В так называемый Золотой Век советской русской научной фантастики Иван Ефремов и братья Стругацкие выделяются как самые значительные писатели, поэтому само собой напрашивается сравнение. Критик Рафаил Нудельман ещё в 1964 году отметил антропоморфизм Ефремова и релятивизм Стругацких, и порекомендовал именно последних как противоядие от «современных мифов и догм». Американский славист Джон Глад отметил дополнительное различие традиций: жюльверновская, техническая, наивная, оптимистическая у Ефремова и уэллсовская, не техническая, изощрённая, пессимистическая у Стругацких. (23)

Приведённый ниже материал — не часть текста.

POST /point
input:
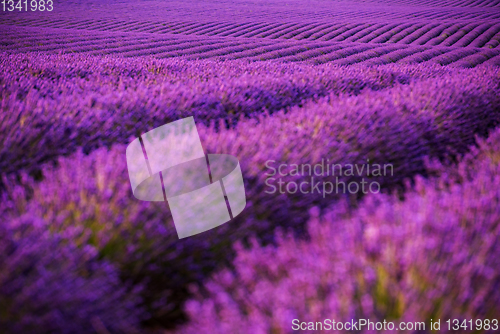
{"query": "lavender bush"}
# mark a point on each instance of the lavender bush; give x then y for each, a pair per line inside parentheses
(435, 117)
(51, 284)
(44, 113)
(434, 255)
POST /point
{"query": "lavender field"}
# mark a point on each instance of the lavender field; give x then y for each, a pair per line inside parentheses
(414, 85)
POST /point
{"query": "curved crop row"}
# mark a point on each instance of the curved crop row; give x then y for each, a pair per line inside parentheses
(437, 116)
(42, 106)
(434, 255)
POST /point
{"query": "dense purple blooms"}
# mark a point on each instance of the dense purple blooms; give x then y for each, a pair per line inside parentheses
(433, 255)
(431, 113)
(296, 82)
(51, 284)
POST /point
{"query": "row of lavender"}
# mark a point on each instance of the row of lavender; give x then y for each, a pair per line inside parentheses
(434, 255)
(459, 34)
(51, 105)
(18, 39)
(86, 200)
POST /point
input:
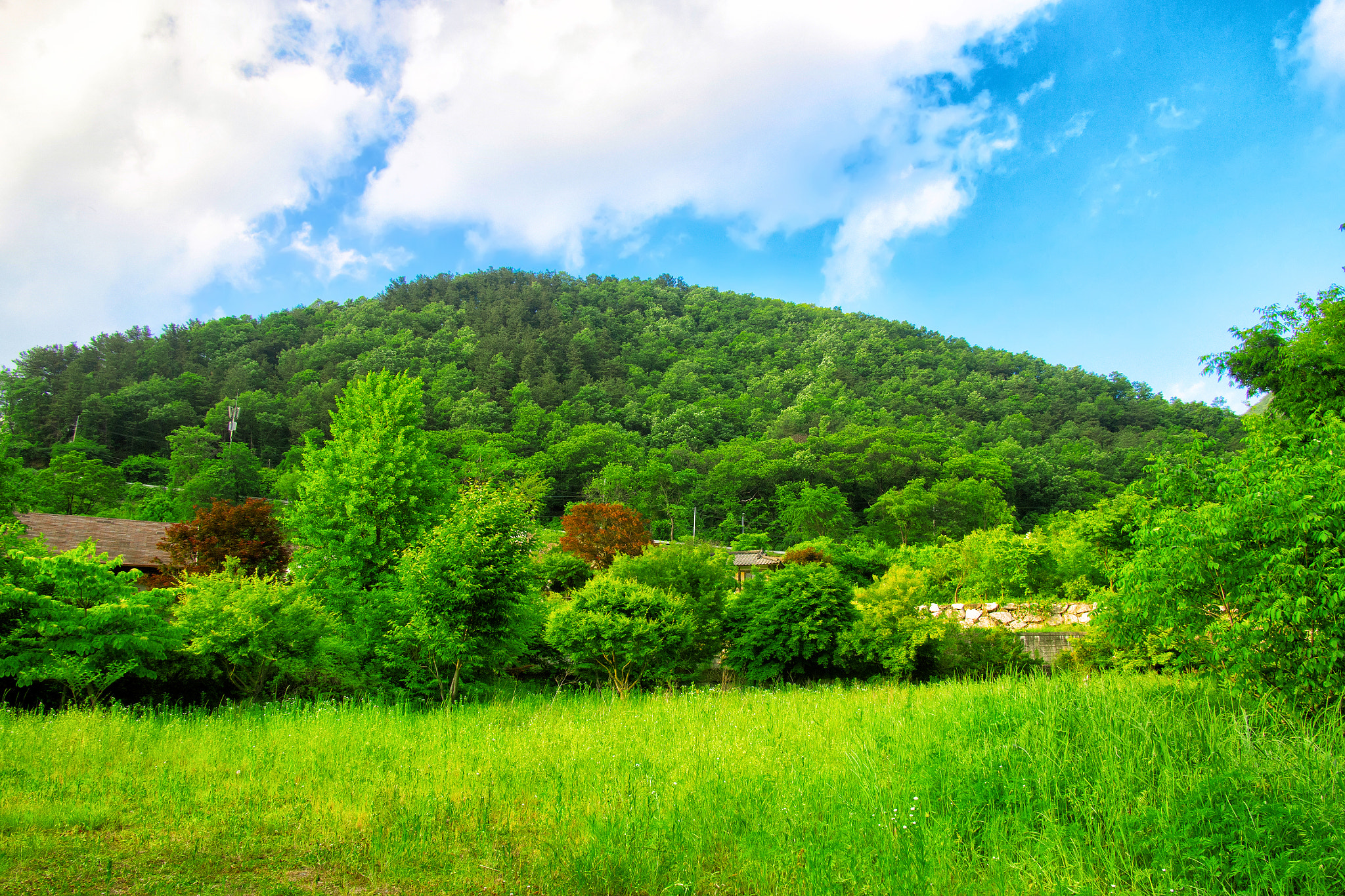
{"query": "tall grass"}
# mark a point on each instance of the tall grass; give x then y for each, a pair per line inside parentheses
(1015, 786)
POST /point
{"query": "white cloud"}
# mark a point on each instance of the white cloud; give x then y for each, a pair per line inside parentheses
(1121, 182)
(1166, 114)
(1046, 83)
(1210, 390)
(1321, 45)
(146, 144)
(155, 146)
(331, 261)
(1074, 128)
(546, 125)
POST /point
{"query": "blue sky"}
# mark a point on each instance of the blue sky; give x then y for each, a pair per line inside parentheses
(1102, 184)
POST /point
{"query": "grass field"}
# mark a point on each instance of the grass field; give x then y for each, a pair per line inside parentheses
(1115, 785)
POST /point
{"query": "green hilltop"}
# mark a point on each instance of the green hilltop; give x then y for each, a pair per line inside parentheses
(667, 396)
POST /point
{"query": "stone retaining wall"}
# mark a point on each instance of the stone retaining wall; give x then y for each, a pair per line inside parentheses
(1013, 616)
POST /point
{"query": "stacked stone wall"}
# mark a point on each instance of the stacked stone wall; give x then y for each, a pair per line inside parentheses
(1013, 617)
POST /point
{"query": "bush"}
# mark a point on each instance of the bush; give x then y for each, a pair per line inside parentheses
(257, 631)
(563, 571)
(891, 633)
(790, 624)
(981, 653)
(625, 631)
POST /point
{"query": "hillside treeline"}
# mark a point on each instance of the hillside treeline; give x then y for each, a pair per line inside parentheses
(680, 400)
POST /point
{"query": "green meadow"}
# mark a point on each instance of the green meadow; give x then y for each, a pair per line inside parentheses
(1066, 785)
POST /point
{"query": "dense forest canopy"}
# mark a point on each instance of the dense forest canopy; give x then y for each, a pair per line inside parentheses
(667, 396)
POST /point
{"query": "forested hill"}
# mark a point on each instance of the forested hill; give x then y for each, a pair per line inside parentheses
(694, 395)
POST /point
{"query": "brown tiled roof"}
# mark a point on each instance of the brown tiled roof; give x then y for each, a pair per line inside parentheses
(755, 559)
(135, 540)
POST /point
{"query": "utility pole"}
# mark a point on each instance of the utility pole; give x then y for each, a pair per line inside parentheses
(233, 419)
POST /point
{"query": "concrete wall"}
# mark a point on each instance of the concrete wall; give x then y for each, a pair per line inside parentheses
(1013, 616)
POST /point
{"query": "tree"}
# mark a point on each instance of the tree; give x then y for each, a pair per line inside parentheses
(370, 490)
(598, 532)
(15, 479)
(562, 571)
(698, 571)
(70, 618)
(248, 532)
(948, 507)
(464, 585)
(1296, 354)
(810, 512)
(790, 624)
(627, 631)
(190, 449)
(78, 484)
(1239, 563)
(255, 629)
(891, 631)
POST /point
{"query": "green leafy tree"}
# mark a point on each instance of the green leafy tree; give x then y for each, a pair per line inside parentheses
(1296, 354)
(466, 586)
(1239, 563)
(791, 624)
(698, 571)
(562, 571)
(78, 484)
(891, 631)
(948, 507)
(70, 618)
(15, 479)
(626, 631)
(191, 449)
(813, 511)
(256, 630)
(369, 492)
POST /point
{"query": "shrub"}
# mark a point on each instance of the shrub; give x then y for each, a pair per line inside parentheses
(981, 653)
(790, 624)
(256, 630)
(891, 633)
(626, 631)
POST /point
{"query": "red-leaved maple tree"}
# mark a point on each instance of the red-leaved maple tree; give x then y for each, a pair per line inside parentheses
(248, 531)
(598, 532)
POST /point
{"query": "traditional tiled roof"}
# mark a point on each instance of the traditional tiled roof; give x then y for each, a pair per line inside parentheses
(135, 540)
(757, 559)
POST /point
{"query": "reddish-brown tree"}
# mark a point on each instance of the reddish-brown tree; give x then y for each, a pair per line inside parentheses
(248, 531)
(598, 532)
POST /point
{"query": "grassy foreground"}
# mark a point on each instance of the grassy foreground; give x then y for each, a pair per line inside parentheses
(1026, 786)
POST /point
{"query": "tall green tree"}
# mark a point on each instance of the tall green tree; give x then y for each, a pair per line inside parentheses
(813, 511)
(625, 631)
(1239, 563)
(1296, 354)
(78, 484)
(256, 630)
(466, 586)
(369, 492)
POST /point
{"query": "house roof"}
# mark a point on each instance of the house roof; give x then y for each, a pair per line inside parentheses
(755, 559)
(135, 540)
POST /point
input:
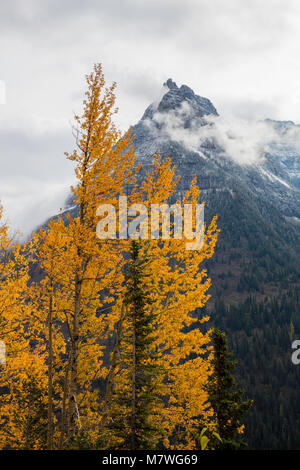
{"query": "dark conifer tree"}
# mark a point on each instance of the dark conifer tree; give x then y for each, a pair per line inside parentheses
(224, 396)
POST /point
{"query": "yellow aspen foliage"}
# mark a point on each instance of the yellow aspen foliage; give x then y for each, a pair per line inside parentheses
(178, 287)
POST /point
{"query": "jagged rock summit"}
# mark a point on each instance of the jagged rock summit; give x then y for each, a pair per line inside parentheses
(173, 99)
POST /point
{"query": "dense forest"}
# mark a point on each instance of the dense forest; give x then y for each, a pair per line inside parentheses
(103, 346)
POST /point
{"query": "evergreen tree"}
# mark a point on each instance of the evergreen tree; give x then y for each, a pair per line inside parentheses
(224, 396)
(135, 401)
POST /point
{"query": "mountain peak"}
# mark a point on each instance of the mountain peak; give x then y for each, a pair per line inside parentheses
(173, 99)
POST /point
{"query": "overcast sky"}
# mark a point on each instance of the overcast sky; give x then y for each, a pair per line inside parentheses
(244, 55)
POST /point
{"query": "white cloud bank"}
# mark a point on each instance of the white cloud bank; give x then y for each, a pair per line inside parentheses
(244, 141)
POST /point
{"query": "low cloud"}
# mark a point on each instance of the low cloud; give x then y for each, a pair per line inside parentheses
(244, 141)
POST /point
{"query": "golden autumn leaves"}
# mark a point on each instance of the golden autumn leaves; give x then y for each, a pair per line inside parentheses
(61, 330)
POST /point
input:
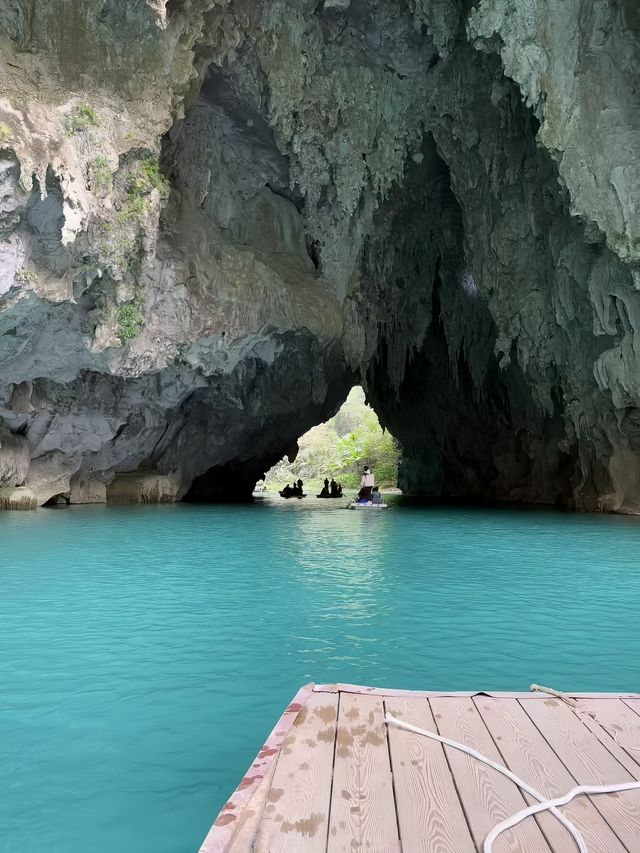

Возможно сравнение и на уровне языка. У Ефремова - скучная консервативная советская кальцификация костей Тургенева. У Стругацких – нестройное, неразборчивое бормотание интернациональной толпы голосов. Решающее различие состоит, однако, в том, какую роль в общей конструкции их произведений играют философия, идеология и мировоззрение. У Ефремова мы видим построение системы из единственной идеи, которая развивается, чтобы объять всю вселенную и задушить её в этих объятиях. У Стругацких мы видим рассеяние точек зрения относительно центральной позиции и допущение множественности вариантов на всех уровнях – научном, социальном и личном. В отличие от Ефремова, Стругацкие исходят из следующих предпосылок:

1. Физические принципы могут не быть одинаковы для всей вселенной.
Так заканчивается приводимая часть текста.